/prog/ - How would I go about this?

Name: Anonymous 2011-08-18 12:46

I have a ton of grouped pdf files that I need to store in such a way that I can read and search them in the fastest way possible. Write/Annotate/Delete times are not important.

* The pdfs are already grouped by various themes and alphanumerically. This should facilitate searching.

* Average file size is about 2MB.

* There are about 2.5M files

How would I go about this?

Name: Anonymous 2011-08-18 12:51

>>1
I have never seen a pornographic pdf, much less a collection of those.

Name: Anonymous 2011-08-18 13:01

>>2

It's erotic literature.

Name: Anonymous 2011-08-18 13:04

>>3

Oh and thanks for reminding me.

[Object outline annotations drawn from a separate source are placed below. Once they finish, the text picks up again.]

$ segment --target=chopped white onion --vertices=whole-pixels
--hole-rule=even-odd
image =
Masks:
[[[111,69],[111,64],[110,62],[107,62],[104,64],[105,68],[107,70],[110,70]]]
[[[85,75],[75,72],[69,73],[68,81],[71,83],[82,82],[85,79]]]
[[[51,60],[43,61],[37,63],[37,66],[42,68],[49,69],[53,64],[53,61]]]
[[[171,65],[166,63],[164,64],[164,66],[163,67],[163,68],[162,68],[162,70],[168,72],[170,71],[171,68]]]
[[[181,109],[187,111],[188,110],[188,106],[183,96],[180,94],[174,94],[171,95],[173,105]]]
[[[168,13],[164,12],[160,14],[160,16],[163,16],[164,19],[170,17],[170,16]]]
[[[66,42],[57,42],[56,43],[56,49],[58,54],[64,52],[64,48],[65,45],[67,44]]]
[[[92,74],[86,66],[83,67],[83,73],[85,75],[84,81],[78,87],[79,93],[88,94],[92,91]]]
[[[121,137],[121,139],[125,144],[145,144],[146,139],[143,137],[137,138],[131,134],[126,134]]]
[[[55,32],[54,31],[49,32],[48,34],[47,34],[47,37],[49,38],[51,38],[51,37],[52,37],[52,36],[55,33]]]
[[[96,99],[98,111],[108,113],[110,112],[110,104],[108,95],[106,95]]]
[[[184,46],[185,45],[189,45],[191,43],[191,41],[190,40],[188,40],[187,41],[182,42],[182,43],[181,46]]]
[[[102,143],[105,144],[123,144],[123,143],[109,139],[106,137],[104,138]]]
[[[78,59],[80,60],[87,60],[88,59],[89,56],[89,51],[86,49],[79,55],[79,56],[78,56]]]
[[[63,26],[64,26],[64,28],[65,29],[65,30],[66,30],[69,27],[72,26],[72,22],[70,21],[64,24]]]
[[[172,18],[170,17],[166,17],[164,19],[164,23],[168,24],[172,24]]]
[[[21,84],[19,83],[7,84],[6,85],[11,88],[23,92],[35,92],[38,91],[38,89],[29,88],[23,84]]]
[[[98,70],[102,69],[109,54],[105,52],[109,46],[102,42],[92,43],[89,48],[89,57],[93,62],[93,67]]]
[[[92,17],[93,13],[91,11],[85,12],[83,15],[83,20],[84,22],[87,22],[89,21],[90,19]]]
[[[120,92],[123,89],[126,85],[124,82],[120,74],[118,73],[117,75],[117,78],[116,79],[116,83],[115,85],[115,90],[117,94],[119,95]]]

What I want to achieve is something similar to literotica.com, albeit with pdf's instead of plain text.

Name: (　≖‿≖) 2011-08-18 13:06

>>1
Use a PDF API for extracting text of PDF.
Build a database with that text.
Extract statistics (use vector model or similar) for terms and themes.

Everything is explained here, without the API thing.
http://nlp.stanford.edu/IR-book/information-retrieval-book.html

Name: Anonymous 2011-08-18 13:54

>>5
http://nlp.stanford.edu/IR-book/html/htmledition/an-example-information-retrieval-problem-1.html

How do get Antony and Cleopatra and Hamlet from

110100 AND 110111 AND 101111 = 100100

Name: (　≖‿≖) 2011-08-18 15:09

>>6
I don't reccomend using the boolean model because it's shit. Take that only as a reference, any other model should improve on that.

Name: (　≖‿≖) 2011-08-18 15:16

>>6
Explanation:
110100 Is the boolean vector with the documents that have Anthony.
110111 Is the boolean vector with the documents that have Cleopatra.
101111 Is the boolean vector with the documents that have Hamlet.

100100 Is the boolean vector with the documents that have the three terms.

Most models elaborate on this, giving each pair (Document, Term) a value. For each query the value for each document is computed based on that pair's value. On the boolean model those values are absolute (1 = term present, 0 = term not present) but for more advanced models (i.e. non specialized search, like Google) you have to refine this.

Name: Anonymous 2011-08-18 15:39

>>8
Maybe I'm just being dumb, but I don't see they arrive at

Antony and Cleopatra and Hamlet

Did they refer to the matrix table to get those names? If so, how.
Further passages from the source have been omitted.